Here was another family movie from Steven Spielberg's Amblin company, and this one wore its woolly liberal credentials on its sleeve. Or rather, its hairy liberal credentials, as the animal that George ran over is more human than the bear he thought it was, for he has knocked over that cryptozoological legend Bigfoot. It was conservation that this brought to the table, as the script was definitely not best disposed towards animal hunters, so George has to see the error of his ways before the end credits roll and give up shooting creatures for sport. The Bigfoot himself, the Harry of the title, is even a vegetarian.

Although he does eat fish, so he's one of those not-quite vegetarians who cheat a bit and are looked down on by vegans. The premise sees the Bigfoot, or Sasquatch to give him his proper, posh name, transported to the suburbs after the Hendersons think they can make a bit of cash - a lot of cash, actually - by selling the body that they think is dead. That is, until it wakes up on their roof and flies off, then they think it's dead again, put it back on the roof and take it home whereupon it wakes up once more and starts to comically demolish their house. If you remember the sitcom made out of this, then you might be expecting a mainly domestic comedy, but it doesn't quite play out that way.

The Hendersons change their mind about selling Harry, they've given him a name after all, and decide to get him back to the wild, but that proves easier said than done when he rushes off into the city alone and George is put through a personal crisis. He has to find Harry before the increasing number of gun-wielding hunters alerted by the sightings track him first, and possibly shoot the apeman dead for a trophy. Here's where the anti-hunting theme becomes most blatant, and they do tend to beat the viewer over the head with the animal-loving pleas to the conscience, but the strength of this is in the characterisation of Harry himself, a mix of costume, puppetry and the acting of the man in the suit.

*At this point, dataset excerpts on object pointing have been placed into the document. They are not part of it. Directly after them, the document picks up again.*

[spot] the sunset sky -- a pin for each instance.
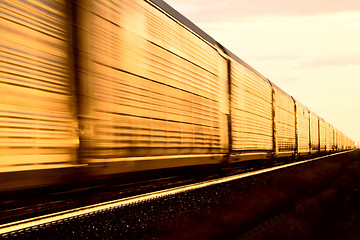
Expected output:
(310, 48)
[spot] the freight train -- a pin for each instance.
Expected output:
(101, 87)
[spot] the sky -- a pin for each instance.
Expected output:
(309, 48)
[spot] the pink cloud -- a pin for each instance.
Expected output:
(228, 10)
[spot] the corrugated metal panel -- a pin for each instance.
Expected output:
(332, 138)
(303, 116)
(314, 131)
(284, 121)
(37, 125)
(327, 137)
(322, 136)
(251, 110)
(152, 87)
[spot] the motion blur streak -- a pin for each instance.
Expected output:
(97, 87)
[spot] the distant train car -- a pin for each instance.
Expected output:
(284, 123)
(322, 135)
(303, 129)
(251, 113)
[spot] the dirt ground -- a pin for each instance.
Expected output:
(317, 200)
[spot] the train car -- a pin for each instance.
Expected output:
(303, 129)
(38, 118)
(314, 133)
(322, 135)
(155, 92)
(284, 123)
(251, 112)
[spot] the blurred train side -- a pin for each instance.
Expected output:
(102, 87)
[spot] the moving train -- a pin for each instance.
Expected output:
(100, 87)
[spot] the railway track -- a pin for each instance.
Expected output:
(41, 223)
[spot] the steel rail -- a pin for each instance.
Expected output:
(45, 220)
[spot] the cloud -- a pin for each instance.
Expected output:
(230, 10)
(330, 61)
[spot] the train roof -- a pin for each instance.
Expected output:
(186, 22)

That man was Kevin Peter Hall, who had played the Predator in that film, and whose massive height made him a natural for such heavily made up roles, but that was not all as he displayed a real talent for mime in the Bigfoot costume that makes Harry almost human, and thus all the more likely for us to want him to survive and not fall victim to the bullets of hunter Jacques Lafleur (David Suchet). Of course, Rick Baker's superb makeup effects helped, as his efforts here were a wonder of his art and light years ahead of the likes of The Legend of Boggy Creek, but this was a humorous movie so the slapstick was just as important as the pathos, although there is plenty of both. It's an easy film to get along with as its generous nature is amiable to a fault, and the environmental aspects are deeply felt as Harry becomes the embodiment of all the creatures who mankind feels the need to kill at one point or another. Yes, it's overearnest, but nicely accomplished. Music by Bruce Broughton.